Again, the freer intercourse between the sexes tends incalculably to smooth that course of true love once so proverbially rough, but now indeed in danger of being made too unexcitingly smooth. Yet if, as a result, certain old combinations of romance are becoming obsolete, new ones, no less picturesque, and even more vital in their drama, are being evolved every day by the new conditions. Those very inroads being so rapidly and successfully made by woman into the immemorial business of man, which are superficially regarded by some as dangerous to the tenderer sentiments between men and women, are, on the contrary, merely widening the area of romance, and will eventually develop, as they can be seen already developing, a new chivalry and a new poetry of the sexes no less deep and far more many-sided than the old. The robuster comradeship between the two already resulting from the more active sharing of common interests cannot but tend to a deeper and more exhilarating union of man and woman, a completer, intenser marriage literally of true minds as well as bodies than was possible in the old régime, when the masculine and feminine "spheres" were kept so jealously distinct and only allowed to touch at the elementary points of relationship. There has always been a thrill of adventure when either has been admitted a little farther into the other's world than was customary. How thrilling, therefore, will it be when men and women entirely share in each other's lives, without fictitious reserves and mysteries, and face the whole adventure of life squarely and completely together, all the more husband and wife for being comrades as well--as many men and women of the new era are already joyously doing.
And, merely on the surface, what a new romantic element woman has introduced into the daily drudgery of men's lives by her mere presence in their offices!
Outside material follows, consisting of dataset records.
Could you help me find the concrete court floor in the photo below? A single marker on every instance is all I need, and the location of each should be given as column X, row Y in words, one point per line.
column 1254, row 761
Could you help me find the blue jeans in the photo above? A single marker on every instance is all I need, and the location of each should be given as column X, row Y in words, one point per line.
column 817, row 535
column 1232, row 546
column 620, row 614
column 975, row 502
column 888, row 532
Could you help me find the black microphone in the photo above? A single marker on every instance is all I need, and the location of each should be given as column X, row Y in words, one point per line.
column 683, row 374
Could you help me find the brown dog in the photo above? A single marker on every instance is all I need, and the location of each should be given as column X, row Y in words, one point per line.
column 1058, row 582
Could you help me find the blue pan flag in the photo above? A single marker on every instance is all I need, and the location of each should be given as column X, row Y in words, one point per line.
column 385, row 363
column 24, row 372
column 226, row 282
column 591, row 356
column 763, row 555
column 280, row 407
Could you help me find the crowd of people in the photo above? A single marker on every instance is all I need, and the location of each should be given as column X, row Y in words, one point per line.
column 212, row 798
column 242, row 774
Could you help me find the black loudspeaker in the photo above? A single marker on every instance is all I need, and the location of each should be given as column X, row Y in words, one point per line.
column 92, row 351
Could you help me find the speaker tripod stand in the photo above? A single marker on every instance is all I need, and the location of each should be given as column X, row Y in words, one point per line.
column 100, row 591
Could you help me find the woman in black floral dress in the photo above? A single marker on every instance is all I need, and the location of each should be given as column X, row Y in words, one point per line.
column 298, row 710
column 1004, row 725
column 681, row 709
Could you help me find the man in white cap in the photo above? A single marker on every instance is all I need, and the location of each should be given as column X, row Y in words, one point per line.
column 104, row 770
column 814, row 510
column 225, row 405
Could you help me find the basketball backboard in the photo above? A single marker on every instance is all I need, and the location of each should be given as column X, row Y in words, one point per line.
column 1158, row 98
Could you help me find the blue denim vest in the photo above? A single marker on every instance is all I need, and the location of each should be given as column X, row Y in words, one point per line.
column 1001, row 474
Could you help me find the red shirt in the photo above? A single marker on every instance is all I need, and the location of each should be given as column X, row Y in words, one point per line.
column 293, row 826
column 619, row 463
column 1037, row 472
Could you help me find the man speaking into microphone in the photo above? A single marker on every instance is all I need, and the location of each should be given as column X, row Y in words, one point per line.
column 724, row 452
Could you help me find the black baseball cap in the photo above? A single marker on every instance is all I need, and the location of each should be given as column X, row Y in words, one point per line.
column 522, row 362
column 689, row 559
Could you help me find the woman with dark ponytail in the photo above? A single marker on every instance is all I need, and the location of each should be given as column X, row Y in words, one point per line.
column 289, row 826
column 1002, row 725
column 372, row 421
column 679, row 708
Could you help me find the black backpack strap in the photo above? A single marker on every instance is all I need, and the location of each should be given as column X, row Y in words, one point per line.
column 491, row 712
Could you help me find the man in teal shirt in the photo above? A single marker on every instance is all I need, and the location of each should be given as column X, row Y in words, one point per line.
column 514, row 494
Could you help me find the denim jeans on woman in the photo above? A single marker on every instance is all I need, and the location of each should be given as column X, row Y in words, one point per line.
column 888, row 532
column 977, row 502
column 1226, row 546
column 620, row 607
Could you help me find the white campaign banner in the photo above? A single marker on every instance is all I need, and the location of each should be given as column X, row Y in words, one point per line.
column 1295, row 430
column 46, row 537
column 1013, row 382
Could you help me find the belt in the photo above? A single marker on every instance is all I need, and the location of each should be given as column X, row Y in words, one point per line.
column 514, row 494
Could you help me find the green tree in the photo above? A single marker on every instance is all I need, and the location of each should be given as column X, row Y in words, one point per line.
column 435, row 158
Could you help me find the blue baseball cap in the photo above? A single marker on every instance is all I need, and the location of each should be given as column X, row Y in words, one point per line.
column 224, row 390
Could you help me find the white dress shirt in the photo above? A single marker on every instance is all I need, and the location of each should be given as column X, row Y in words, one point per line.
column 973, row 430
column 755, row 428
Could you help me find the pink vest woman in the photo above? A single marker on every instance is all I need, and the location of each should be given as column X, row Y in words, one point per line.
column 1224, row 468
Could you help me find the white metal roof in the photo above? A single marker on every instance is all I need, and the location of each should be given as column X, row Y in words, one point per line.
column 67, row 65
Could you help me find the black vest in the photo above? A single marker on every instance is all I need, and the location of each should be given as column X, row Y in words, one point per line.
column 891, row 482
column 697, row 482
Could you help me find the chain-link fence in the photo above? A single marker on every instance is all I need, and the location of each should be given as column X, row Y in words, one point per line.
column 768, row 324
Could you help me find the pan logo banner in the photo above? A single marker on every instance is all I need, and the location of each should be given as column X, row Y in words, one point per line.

She cannot always be beautiful, poor dear, and she is not invariably gracious, it is true; yet, on the whole, how much the atmosphere of office life has gained in amenity by the coming of the stenographer, the typewriter, and the telephone girl, not to speak of her frequent decorative value in a world that has hitherto been uncompromisingly harsh and unadorned! Men may affect to ignore this, and cannot afford indeed to be too sensitive to these flowery presences that have so considerably supplanted those misbegotten young miscreants known as office-boys, a vanishing race of human terror; yet there she is, all the same, in spite of her businesslike airs and her prosaic tasks, silently diffusing about her that eternal mystery which she can never lose, be her occupations never so masculine.
There she is with her subtly wreathed hair and her absurd little lace handkerchiefs and her furtive powder puff and her bits of immemorial ornaments and the soft sound of her skirts and all the rest of it. Never mind how grimly and even brusquely you may be dictating to her specifications for steel rails or the like, little wafts of perfume cannot help floating across to your rolltop desk, and you are a man and she is a woman, for all that; and, instead of having her with you at fag ends of your days, you have her with you all day long now--and your sisters and your sweethearts are so much the nearer to you all day for her presence, and, whether you know it or not, you are so much the less a brute because she is there.
Where the loss to romance comes in in these admirable new arrangements of modern commerce it is hard to see. Of course a new element of danger is thus introduced into the routine of our daily lives, but when was danger an enemy to romance? The "bright face" of this particular "danger" who would be without? The beloved essayist from whom that last phrase is, of course, adapted, declared, as we all know, that to marry is "to domesticate the recording angel." One might say that the modern business man has officialized the ministering angel--perhaps some other forms of angel as well.